Avant son départ, le 26e régiment a donné un dîner d’adieu au Grand Hôtel. Tout le monde a fait des discours. Comme tu t’en doutes, Minch était l’une des hôtesses. Elle s’est occupée de toute la décoration, des nœuds en ruban tricolore portant le numéro 26, brodé en fil doré, qui ont été offerts à toutes les dames présentes. C’était très émouvant.
Le plus triste, c’est qu’ils repartent tous, couverts de médailles et pleins de joie de vivre, rejoindre les tranchées et les horreurs de la guerre.
Aujourd’hui nous avons vécu, Minch et moi, un après-midi exquis. Nous sommes allées prendre le thé chez M. et Mme Jacques Blanche, le grand portraitiste. Il possède à Offranville, non loin d’ici, une superbe villa dont l’architecte Lutyens s’est inspiré. Entourée d’un jardin et d’un verger paradisiaques, elle regorge des plus magnifiques tableaux et meubles qu’on puisse imaginer. Quant à l’atelier du peintre, il m’a ensorcelée. Nous devions rencontrer Manet. Malheureusement, il n’a pas pu venir. Par contre, il y avait Miss Hilda Trevelyan, nièce de George Trevelyan. Son nom me dit quelque chose. Ne fut-elle pas une ardente suffragette ?
J’ai dû me dépêcher de rentrer pour reprendre mon service à l’hôpital, des images plein la tête. Ces toiles, ces tapisseries, ce mobilier, cette argenterie, ce potager, ces plantes aromatiques, ces pommiers, les pots de fleurs en terre cuite d’Italie… Est-il possible de se délecter d’un tel oasis de beauté au milieu du désert de laideur de la guerre ? J’avais l’impression d’écouter une fugue de Bach dans un taudis de Londres.
Je viens de terminer « Travels in America ». J’ai adoré ce récit de voyage, le charme de son écriture. J’ai savouré ce que raconte l’auteur sur le Canada, sa modernité et son absence de fantômes, qui lui ont tant manqué. C’est si vrai : comment peut-on vivre sans les morts ?
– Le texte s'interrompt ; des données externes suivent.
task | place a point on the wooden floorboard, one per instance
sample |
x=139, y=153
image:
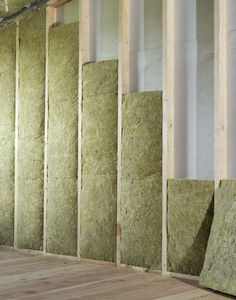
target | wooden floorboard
x=33, y=277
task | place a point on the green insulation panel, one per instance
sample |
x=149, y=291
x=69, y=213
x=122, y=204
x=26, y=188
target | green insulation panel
x=7, y=131
x=63, y=140
x=190, y=214
x=99, y=160
x=219, y=270
x=141, y=183
x=31, y=131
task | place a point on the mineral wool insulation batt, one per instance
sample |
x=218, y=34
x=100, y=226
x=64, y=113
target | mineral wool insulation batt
x=31, y=131
x=219, y=271
x=99, y=161
x=141, y=183
x=62, y=140
x=190, y=215
x=7, y=130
Maman chérie, je tombe de sommeil.
Je t’aime, Ta Ju.
PS : Peux-tu veiller à ce qu’on n’oublie pas de passer tous les jours du souffre sur la plaie de Chloe ? Le pot se trouve dans l’office.
Le gâteau d’Ellen était à fondre de plaisir. Pourrais-tu lui procurer tous les ingrédients nécessaires pour qu’elle en refasse un ? Evidemment, c’est le genre de pâtisserie à vous faire grossir de dix kilos en une bouchée, mais tant pis ; c’est si bon !
J’oubliais : n’aurais-tu pas quelques cigarettes en trop ? Ne me dis pas que tu as fumé les six cartouches de Woodbines. J’espère, en tout cas, que la mendicité ne fait pas partie des sept péchés capitaux.
Embrasse Rhys et Sylvia. J’aimerais que Sylvia m’écrive.
L'histoire de Marcia et Juliet a fait l’objet, en 2015, d’un documentaire sur France 24, réalisé par Marie Valla.